The world is a happening place with never a dull moment. Even if you had scanned the headlines on your TV or the web before going to sleep, there would still be plenty of major stories developing during the night.
So you hear the thud of the newspaper fall on your balcony or driveway in the mornings and you rush there to get up to speed with the news. You impatiently flick off the rubber band and flip open the paper to see the headlines… and lo and behold… you are told to close your eyes and drink a glass of milk whose purity has been ensured for you. Or you are brought face to face with the virtues of sending money through a cell phone service… all this when you have not even brushed your teeth or had your first cup of tea or coffee!
Well ladies and gentlemen, please wake up and smell the coffee. This full frontal assault on the front page of your newspaper is set to become the new normal. The sharp intake of breath or gasp of dismay is about to give way to a shrug of resignation as the realisations dawns that this is the current trend; so like it or lump it!
While magazines have been known to ‘sell’ their front page (soul?), it did not raise as many eyebrows because no one expects an update on the news from a magazine cover. However, a NEWSpaper front-page is supposed to give just that… the news!
A sliver of news placed under the masthead as a sop to readers is how this frontal assault began. Maybe it was a testing of the waters. And the resultant hue and cry did not go beyond leg pulling by journalists of colleagues of that particular media group, and that too mostly on social media. There was very little reader reaction. Encouraged and emboldened advertisers took this to the next level by wiping the news completely off the front page and placing a full-page ad there instead. No sop, no space, no as a by your leave! Just full frontal!
According to Sarmad Ali. Group MD, Marketing, Jang Group says, “Pakistan has been slow in catching up with international practices and this was not very common here. The Australian, DNA India, The Guardian, Gulf News, The Hindustan Times, The Indian Express The Khaleej Times, The Times of India and The Straits Times are only a few examples of newspapers accepting these creative placements.
Seasoned journalist, Chris Cork, for his part makes the distinction between advertising freesheets and newspapers. “If you are paying hard cash for a newspaper then you have a reasonable expectation of having news in your hands, especially on the front page.”
The ‘rules’ are silent. And there is nothing in the ‘guidelines’ (oh that hated word!) of the Press Council of Pakistan or the All Pakistan Newspaper Society (APNS) to restrict such encroachment. Hence the absence of a strong push back mechanism by the editorial departments, barring rare instances of preset space limitations for advertising.
In the absence of such regulations, if editors have a problem, according to both Talat Aslam of The News and Tahir Najmi of Express, they need “to kick up a fuss” because “you cannot deprive your readers of the whole page. The reader has every right to know all the major information in the form of news on the front page.”
In Aslam’s opinion, given that the advertisements which have so far hijacked the front page are nothing special or creative, they could have easily been placed elsewhere within the paper. This is why, new though the trend is, there needs to be an analysis of whether the brand garners positive feedback or flak from readers. Or is massaging the ego of the brand managers the only purpose that is served?
What about reader feedback? How do readers who have a problem with this trend express their point of view?
According to Javed Jabbar, “ if readers have a problem they must move beyond passive acceptance, and write letters to the editors and boycott buying the paper for a few days to make their point.”
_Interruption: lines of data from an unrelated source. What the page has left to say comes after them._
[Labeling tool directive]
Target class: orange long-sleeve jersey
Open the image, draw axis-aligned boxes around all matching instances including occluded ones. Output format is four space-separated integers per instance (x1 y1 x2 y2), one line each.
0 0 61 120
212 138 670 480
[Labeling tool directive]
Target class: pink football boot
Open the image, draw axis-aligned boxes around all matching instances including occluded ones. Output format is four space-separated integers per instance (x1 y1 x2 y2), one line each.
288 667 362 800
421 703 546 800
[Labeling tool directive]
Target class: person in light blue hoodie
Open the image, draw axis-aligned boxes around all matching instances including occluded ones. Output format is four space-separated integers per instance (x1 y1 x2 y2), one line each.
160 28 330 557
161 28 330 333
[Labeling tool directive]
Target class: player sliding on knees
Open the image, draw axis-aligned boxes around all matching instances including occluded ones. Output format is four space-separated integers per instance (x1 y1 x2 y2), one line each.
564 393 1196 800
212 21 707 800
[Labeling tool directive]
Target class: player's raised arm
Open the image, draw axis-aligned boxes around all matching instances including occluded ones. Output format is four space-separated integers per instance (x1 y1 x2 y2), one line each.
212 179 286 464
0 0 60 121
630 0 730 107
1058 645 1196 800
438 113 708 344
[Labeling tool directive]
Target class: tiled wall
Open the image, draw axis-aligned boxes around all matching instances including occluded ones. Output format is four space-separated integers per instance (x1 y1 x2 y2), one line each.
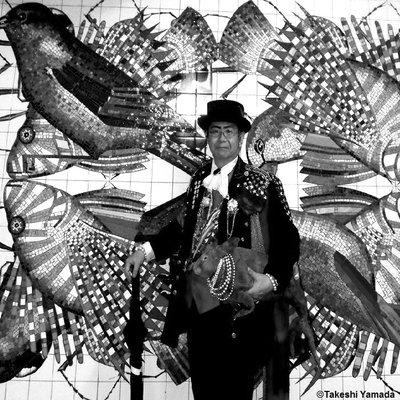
0 0 400 400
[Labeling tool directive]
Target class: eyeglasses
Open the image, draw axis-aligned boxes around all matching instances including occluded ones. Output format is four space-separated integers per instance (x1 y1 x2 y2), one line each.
208 128 239 139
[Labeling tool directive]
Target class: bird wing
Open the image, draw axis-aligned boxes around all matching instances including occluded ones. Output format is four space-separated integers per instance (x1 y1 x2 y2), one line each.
96 11 182 99
300 186 377 224
51 41 196 135
0 257 91 376
300 132 376 186
341 15 400 82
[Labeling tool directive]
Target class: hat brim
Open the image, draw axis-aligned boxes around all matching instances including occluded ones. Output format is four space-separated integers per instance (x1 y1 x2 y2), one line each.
197 115 251 133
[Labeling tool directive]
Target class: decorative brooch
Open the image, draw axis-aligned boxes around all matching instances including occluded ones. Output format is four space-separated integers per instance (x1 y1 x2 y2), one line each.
201 196 211 207
228 199 239 214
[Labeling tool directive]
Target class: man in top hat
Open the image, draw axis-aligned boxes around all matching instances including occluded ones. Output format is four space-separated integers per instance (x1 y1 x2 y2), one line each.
126 100 299 400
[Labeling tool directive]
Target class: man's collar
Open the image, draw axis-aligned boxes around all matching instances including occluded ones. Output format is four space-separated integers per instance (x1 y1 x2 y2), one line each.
211 156 239 175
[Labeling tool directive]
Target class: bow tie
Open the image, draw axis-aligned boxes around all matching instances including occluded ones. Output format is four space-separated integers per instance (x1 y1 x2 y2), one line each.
203 168 229 197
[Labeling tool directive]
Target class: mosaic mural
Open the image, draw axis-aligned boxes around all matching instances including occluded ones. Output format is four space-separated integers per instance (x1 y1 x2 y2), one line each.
0 1 400 398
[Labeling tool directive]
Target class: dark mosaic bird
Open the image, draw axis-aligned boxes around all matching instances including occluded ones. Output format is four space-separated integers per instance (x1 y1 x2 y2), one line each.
7 105 148 179
0 180 173 373
0 3 204 173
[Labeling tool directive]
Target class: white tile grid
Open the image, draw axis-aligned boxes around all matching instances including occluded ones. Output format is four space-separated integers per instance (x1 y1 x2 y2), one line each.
0 0 399 400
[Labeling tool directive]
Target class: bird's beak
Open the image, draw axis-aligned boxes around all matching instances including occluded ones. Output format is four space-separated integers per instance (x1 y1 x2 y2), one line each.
0 15 8 29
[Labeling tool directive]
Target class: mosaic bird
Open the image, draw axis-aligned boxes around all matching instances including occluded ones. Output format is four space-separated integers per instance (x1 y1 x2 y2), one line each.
0 3 204 172
0 180 177 380
0 257 89 382
4 181 134 371
265 10 400 180
7 105 148 179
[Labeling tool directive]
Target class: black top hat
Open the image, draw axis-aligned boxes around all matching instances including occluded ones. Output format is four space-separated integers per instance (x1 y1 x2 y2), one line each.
197 100 251 132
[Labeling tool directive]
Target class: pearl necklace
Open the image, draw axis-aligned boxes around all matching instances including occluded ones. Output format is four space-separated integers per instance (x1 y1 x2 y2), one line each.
207 254 236 301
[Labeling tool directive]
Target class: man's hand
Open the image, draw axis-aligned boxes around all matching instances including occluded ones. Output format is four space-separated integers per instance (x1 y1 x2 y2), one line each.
245 268 274 301
124 250 146 278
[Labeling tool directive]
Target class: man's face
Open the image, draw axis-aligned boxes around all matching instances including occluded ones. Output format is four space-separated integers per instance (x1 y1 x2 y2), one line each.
207 121 243 165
Although the Media Commission set up by the Supreme Court has recommended appointing an Ombudsman or a Readers’ Editor for each publication, only a few have done so. Readers can write to them to register complaints, or they can set up consumer societies which talk back to the newspapers.
However, at the end of the day, the Ombudsman too may have to bow to financial realities. Unless and until newspapers themselves strike a balance between the rights of their readers and their revenue stream, we can let this debate develop to see what the Pakistani market will accept.